Nussbaum considers the burqa a matter of personal choice, roughly equivalent to choosing to date only within your religion.
This is moral relativism run amok. In the Muslim suburbs of Paris, girls who dress Western can be gang raped. Do you feel that a girl in this culture who wears a veil is exercising a personal choice?
Nussbaum recognizes that this might be a form of emotional coercion. Then, she recommends that families deal with the problem.
This is beyond naive. Does she not realize that the parents and the ambient culture are the problem-- who does she think instigates and commits honor killings and gang rapes-- and that the state is morally obligated to intervene to protect women and girls from their families?
How does Nussbaum defend herself against the idea that the burqa and veil make women into non-persons?
Here's how: "Several readers made the comment that the burqa is objectionable because it portrays women as non-persons. Is this plausible? Isn't our poetic tradition full of the trope that eyes are the windows of the soul? And I think this is just right: contact with another person, as individual to individual, is made primarily through the eyes, not nose or mouth."
True enough, Aristotle and some poets have declared that the eyes are the windows to the soul.
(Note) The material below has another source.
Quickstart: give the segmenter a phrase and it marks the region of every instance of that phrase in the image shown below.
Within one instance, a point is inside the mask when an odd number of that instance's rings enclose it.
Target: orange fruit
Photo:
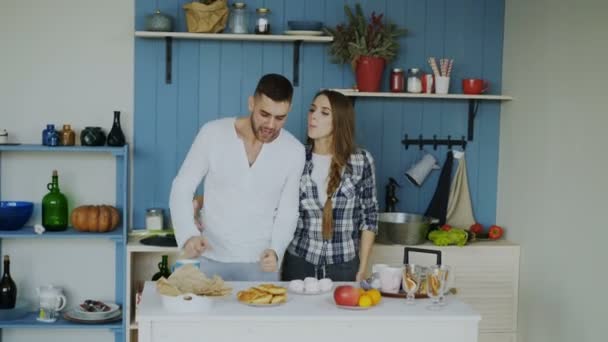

But if the rest of the face is covered, then how do you know whose eyes they are, or whose soul you have just contacted?
As the Chinese understood quite well, and as Nussbaum seems to understand not at all, contact with another individual is made by recognizing the face. The face gives you a public identity.
When people hide their faces from you, you naturally become mistrustful because you do not know who you are dealing with. Bandits and outlaws hide their face.
Women in some cultures are forced to hide their face because the men who possess them to not want anyone outside of the family to have any dealings with them.
But that is not the end of Nussbaum's meanderings. She adds that if the burqa depersonnalizes, then so do miniskirts.
In her words: "... a lot of revealing clothing is plausibly seen as a way of marketing a woman as sex objects [sic], and that is itself a form of depersonnalization."
Women choose freely to wear more or less revealing clothing. It is their choice. This clothing represents their public presentation. It does not mask them; it does not hide their faces.
It is not "plausible" to suggest that women are being marketed-- as though they are passive victims-- as sex objects. They are presenting themselves as attractive women, something that Nussbaum apparently finds objectionable.
The terror that forces them to wear the burqa and the veil, that deprives them of any rights or dignity as free individuals, is a crime against their humanity. Unfortunately, Nussbaum has gotten so completely tangled up in her predicates that she can find nothing especially wrong with that.